[Python-Dev] Internal representation of strings and Micropython

Wed Jun 4 09:02:13 CEST 2014

Zitat von Steven D'Aprano <steve at pearwood.info>:

> * Having a build-time option to restrict all strings to ASCII-only.
>
> (I think what they mean by that is that strings will be like Python 2
> strings, ASCII-plus-arbitrary-bytes, not actually ASCII.)

An ASCII-plus-arbitrary-bytes type called "str" would prevent claiming
"Python 3.4 compatibility" for sure.

Restricting strings to ASCII (as Chris apparently actually suggested)
would allow to claim compatibility with a stretch: existing Python
code might not run on such an implementation. However, since a lot
of existing Python code wouldn't run on MicroPython, anyway, one
might claim to implement a Python 3.4 subset.

> * Implementing Unicode internally as UTF-8, and giving up O(1)
> indexing operations.
>
> Would either of these trade-offs be acceptable while still claiming
> "Python 3.4 compatibility"?
>
> My own feeling is that O(1) string indexing operations are a quality of
> implementation issue, not a deal breaker to call it a Python. I can't
> see any requirement in the docs that str[n] must take O(1) time, but
> perhaps I have missed something.

I agree. It's an open question whether such an implementation would be
practical, both in terms of existing Python code, and in terms of existing
C extension modules that people might want to port to MicroPython.

There are more things to consider for the internal implementation,
in particular how the string length is implemented. Several alternatives
exist:
1. store the UTF-8 length (i.e. memory size)
2. store the number of code points (i.e.
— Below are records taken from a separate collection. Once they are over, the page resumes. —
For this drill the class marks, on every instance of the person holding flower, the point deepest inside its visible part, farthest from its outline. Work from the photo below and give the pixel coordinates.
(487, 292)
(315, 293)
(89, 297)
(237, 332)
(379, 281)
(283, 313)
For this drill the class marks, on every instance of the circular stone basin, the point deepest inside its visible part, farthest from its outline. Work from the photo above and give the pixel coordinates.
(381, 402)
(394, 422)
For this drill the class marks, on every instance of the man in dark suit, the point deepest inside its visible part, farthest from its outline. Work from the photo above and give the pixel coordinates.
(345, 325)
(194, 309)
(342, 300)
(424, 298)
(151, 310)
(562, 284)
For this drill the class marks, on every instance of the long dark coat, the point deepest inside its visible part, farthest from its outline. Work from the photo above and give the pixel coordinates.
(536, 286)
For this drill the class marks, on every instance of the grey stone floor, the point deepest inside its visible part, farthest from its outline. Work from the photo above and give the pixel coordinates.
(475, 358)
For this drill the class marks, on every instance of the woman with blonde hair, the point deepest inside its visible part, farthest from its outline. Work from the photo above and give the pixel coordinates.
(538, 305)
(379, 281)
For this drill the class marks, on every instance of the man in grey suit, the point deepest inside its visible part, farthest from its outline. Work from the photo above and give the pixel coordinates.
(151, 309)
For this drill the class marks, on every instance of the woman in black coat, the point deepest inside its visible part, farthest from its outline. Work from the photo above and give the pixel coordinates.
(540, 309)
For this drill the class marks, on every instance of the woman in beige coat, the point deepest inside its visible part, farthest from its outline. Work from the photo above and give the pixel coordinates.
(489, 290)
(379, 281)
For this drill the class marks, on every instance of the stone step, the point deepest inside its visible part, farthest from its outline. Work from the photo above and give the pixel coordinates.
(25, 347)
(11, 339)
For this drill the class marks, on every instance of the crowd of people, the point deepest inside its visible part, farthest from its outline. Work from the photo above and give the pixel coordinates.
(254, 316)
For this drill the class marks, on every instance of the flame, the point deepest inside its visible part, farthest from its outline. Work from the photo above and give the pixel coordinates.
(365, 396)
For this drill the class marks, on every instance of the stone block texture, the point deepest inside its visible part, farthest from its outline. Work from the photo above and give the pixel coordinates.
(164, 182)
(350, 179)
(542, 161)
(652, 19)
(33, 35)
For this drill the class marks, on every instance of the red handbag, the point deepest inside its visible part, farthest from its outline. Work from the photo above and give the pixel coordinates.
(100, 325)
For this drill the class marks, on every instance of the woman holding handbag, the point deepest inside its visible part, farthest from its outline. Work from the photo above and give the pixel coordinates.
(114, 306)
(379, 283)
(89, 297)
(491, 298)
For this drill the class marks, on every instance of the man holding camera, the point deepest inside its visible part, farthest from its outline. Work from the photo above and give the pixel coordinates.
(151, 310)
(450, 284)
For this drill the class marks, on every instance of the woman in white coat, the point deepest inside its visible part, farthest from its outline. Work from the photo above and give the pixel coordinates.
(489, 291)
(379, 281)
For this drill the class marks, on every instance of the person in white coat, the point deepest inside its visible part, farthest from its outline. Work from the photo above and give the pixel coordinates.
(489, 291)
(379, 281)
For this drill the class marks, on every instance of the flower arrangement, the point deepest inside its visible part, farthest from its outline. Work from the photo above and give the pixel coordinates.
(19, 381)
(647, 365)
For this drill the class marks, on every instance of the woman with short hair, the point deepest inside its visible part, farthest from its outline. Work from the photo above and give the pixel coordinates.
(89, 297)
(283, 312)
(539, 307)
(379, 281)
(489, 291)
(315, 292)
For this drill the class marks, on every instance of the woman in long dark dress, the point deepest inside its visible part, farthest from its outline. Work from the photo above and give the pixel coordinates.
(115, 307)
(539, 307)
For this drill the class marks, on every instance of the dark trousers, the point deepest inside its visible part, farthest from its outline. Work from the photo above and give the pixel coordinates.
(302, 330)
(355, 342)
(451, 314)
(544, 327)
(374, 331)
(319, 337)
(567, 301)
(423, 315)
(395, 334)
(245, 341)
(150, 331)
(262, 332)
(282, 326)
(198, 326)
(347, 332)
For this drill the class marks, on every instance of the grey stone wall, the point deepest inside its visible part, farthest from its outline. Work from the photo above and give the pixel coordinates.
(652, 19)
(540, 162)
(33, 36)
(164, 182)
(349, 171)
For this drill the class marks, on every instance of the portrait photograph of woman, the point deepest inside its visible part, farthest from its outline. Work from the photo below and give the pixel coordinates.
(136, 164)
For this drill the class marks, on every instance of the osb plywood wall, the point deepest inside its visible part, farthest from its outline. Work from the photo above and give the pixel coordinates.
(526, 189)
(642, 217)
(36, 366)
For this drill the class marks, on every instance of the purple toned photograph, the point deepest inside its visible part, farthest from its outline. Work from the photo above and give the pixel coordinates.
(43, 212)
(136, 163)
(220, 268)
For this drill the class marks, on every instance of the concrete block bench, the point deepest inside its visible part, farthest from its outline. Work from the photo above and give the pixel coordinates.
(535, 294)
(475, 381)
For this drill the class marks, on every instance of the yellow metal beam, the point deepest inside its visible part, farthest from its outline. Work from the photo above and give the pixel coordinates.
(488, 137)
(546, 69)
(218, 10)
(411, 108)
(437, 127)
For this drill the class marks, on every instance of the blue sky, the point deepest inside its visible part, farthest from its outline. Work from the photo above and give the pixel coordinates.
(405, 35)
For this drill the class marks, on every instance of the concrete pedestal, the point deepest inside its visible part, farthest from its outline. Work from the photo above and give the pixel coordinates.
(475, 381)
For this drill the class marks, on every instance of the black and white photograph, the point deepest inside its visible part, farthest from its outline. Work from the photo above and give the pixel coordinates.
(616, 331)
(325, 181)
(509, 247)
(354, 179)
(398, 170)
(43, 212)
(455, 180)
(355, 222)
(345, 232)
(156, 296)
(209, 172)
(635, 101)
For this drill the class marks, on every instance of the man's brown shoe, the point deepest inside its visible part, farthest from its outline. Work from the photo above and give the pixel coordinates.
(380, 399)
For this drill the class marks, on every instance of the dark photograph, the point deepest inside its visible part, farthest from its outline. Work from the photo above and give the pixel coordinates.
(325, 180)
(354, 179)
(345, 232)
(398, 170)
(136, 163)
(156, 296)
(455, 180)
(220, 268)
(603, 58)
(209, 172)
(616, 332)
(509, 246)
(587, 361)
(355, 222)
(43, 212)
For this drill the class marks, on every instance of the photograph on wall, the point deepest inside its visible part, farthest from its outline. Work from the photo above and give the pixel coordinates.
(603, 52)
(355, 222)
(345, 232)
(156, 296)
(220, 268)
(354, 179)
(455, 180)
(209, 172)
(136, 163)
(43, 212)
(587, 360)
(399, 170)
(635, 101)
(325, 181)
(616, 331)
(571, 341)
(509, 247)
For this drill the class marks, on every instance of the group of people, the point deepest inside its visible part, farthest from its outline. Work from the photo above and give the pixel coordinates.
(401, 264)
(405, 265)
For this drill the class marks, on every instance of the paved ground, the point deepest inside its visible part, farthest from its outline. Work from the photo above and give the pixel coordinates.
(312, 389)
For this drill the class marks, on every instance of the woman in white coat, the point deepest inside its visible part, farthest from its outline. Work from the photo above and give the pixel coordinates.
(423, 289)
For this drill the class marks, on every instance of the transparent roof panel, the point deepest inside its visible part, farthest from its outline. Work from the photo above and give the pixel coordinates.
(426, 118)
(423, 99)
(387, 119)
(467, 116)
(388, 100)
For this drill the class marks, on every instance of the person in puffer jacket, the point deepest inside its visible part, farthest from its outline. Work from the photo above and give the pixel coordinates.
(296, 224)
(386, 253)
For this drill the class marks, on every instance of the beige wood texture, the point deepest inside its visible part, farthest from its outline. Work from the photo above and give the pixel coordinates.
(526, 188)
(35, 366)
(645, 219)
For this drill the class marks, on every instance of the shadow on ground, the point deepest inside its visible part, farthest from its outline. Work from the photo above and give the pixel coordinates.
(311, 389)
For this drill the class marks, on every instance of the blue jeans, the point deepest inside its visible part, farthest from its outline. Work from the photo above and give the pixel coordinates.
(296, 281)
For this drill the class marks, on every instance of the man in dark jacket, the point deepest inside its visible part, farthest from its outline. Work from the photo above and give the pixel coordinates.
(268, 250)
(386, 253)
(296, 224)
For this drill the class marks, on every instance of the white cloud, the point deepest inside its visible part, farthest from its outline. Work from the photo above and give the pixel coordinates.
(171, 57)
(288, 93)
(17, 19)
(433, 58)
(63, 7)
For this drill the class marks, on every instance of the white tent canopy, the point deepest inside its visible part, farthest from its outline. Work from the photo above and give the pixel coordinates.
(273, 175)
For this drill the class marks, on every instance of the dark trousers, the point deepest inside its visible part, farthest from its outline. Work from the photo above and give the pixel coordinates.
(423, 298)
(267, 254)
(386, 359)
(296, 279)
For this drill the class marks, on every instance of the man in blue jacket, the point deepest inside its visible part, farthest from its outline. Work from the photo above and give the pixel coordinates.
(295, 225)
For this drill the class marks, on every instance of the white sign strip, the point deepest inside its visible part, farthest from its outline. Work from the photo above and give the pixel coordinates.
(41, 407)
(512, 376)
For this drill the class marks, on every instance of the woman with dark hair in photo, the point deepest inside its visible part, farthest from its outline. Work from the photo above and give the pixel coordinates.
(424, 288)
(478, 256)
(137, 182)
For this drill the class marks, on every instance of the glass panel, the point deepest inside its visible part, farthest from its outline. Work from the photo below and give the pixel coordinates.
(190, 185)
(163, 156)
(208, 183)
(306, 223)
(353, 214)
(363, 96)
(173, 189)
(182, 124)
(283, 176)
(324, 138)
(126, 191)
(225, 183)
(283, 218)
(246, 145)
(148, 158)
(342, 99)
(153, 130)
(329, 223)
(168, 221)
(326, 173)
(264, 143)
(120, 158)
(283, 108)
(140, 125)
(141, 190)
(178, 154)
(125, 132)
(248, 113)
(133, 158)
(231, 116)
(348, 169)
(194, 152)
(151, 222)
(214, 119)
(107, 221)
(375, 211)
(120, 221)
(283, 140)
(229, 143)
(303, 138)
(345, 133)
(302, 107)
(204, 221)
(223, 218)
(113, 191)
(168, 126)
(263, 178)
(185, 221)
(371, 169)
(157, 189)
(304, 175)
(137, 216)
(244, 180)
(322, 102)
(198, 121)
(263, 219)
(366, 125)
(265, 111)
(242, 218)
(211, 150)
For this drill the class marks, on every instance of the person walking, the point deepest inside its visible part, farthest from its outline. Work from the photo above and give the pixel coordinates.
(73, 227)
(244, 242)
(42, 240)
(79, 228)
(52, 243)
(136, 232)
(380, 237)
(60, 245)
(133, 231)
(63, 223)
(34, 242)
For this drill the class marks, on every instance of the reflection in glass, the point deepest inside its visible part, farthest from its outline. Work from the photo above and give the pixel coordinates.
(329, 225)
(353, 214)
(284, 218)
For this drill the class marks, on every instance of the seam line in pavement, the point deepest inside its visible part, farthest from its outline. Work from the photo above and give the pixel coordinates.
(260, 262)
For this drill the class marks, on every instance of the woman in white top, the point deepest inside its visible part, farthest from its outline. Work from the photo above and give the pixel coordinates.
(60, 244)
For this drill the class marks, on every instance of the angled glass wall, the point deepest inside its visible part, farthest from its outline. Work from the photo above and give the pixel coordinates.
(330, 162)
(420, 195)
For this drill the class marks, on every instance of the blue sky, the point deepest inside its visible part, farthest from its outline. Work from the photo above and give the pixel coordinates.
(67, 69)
Python len())
3. store both
4. store neither, but use null termination instead

Variant 3 is most run-time efficient, but could easily use 8 bytes
just for the length, which could outweigh the storage of the actual
data. Variants 1 and 2 lose on some operations (1 loses on computing
len(), 2 loses on string concatenation). 3 would add the restriction
of not allowing U+0000 in a string (which would be reasonable IMO),
and make all length computations inefficient. However, it wouldn't
be worse than standard C.

Regards,
Martin